The 12WBT is only in pre-season; I'm trying to use this time to really get in the right headspace and iron out any hiccups. Mostly working on the food, because with my partner away and school not back for another week and a half, it's hard to get any exercise more strenuous than just walking and playing with the kids. I pulled out the Wii Fit for 40 minutes, but still only burned just under 200 calories - it just really doesn't burn that many.
So, what are my biggest issues with food?
First things first
Breakfast. Even when I was very fit as a teen, breakfast was an issue for me. I don't like the typical easy breakfast foods (cereal, toast) and I just don't feel like eating in the morning. I'm one of those people that could go right through until about 2pm hardly eating anything - of course the problem there is firstly that my metabolism wasn't getting kick-started, and secondly that I ate heaps at night to make up for it.
I'm working on it. I have my breakfasts planned, and I will make them, even though that means getting up earlier. I'll pick a couple that are easiest for me, and use them over and over. If all else fails, I'll boil an egg and grab a piece of fruit.
I suffer from social anxiety. I am one of those people who hangs out by the food table at a gathering, because if I'm eating, I don't have to talk to people. Plus, the people I socialise with make awesome food, and most of it is healthy-ish, in that it's home-made from real, wholefood ingredients. Healthy in small doses, not if I eat five of those muffins even if they *are* made with wholemeal flour, nuts and minimal sugar.
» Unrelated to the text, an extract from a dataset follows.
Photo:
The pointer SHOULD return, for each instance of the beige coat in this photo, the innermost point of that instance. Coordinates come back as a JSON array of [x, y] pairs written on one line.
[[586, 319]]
What am I going to do about it? I haven't worked that out yet. I guess it is time to push beyond that comfort zone, to stay away from the food table and work on striking up conversations.
Fear of failure
I don't want to say "I am changing the way I eat", or "I am going to lose weight", because what if I don't? Everyone will know I've failed!
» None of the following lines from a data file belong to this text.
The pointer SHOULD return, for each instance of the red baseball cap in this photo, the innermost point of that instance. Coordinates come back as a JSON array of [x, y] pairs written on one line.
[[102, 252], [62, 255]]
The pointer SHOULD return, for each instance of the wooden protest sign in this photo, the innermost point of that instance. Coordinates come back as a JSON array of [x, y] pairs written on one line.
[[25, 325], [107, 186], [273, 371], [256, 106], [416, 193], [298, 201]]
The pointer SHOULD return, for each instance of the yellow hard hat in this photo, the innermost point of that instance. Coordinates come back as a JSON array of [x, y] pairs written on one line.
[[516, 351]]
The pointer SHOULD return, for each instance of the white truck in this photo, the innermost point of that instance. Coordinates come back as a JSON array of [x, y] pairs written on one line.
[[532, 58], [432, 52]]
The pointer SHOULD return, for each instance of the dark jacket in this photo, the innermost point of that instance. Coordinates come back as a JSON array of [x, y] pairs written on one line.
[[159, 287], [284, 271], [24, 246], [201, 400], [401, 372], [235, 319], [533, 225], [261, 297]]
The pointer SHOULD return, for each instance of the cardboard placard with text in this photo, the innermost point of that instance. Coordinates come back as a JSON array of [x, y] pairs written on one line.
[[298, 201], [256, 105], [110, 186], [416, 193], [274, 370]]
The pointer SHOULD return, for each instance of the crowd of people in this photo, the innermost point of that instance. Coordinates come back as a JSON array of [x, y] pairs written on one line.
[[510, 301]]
This blog is that work in progress! I've told my partner and some friends that I am doing this. Hopefully that is enough.
It all comes down to this in the end
Night times are my downfall. I am - no, wait, I was, an emotional eater. All the stresses add up and when I finally get all the children to bed, that is MY time, and I need to reward myself ... by eating. Eating the things that I don't want the children to eat or to see me eating.
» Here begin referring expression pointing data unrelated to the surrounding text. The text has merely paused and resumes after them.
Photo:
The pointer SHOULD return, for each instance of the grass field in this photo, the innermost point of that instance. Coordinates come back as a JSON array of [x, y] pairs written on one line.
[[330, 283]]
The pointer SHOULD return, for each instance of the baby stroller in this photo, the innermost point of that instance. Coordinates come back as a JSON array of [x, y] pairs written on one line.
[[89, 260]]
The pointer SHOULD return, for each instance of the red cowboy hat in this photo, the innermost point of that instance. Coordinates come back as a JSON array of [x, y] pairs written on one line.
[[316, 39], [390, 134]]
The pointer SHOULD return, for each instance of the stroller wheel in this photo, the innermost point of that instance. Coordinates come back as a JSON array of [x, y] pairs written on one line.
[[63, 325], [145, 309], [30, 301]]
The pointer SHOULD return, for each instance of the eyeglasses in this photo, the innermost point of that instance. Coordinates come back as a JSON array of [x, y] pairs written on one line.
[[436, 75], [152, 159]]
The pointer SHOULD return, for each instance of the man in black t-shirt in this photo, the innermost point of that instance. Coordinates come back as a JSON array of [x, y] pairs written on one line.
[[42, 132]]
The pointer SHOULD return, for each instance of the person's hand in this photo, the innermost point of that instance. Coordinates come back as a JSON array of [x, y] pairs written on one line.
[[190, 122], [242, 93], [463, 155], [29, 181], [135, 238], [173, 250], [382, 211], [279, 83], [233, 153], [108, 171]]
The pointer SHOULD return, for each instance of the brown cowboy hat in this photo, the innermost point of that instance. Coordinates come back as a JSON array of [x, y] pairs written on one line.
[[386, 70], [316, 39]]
Well, while my partner is away, there won't be any late-night shop runs to buy junk, so if there's no junk in the house, I can't eat it. It's not as simple as that, because I could eat six pieces of toast and that would still be a bad thing. Hell, I have a Thermomix, I could make custard in seven minutes with virtually no effort.
But, I won't. I just won't.
Tonight I hopped on the Wii instead. So, even if I only burned 200 calories, I didn't take any in, which is a huge thing for me. I have a deadline on Friday morning so it's not bedtime yet, but I will not eat. I am not hungry (that is the truth! It's all habit).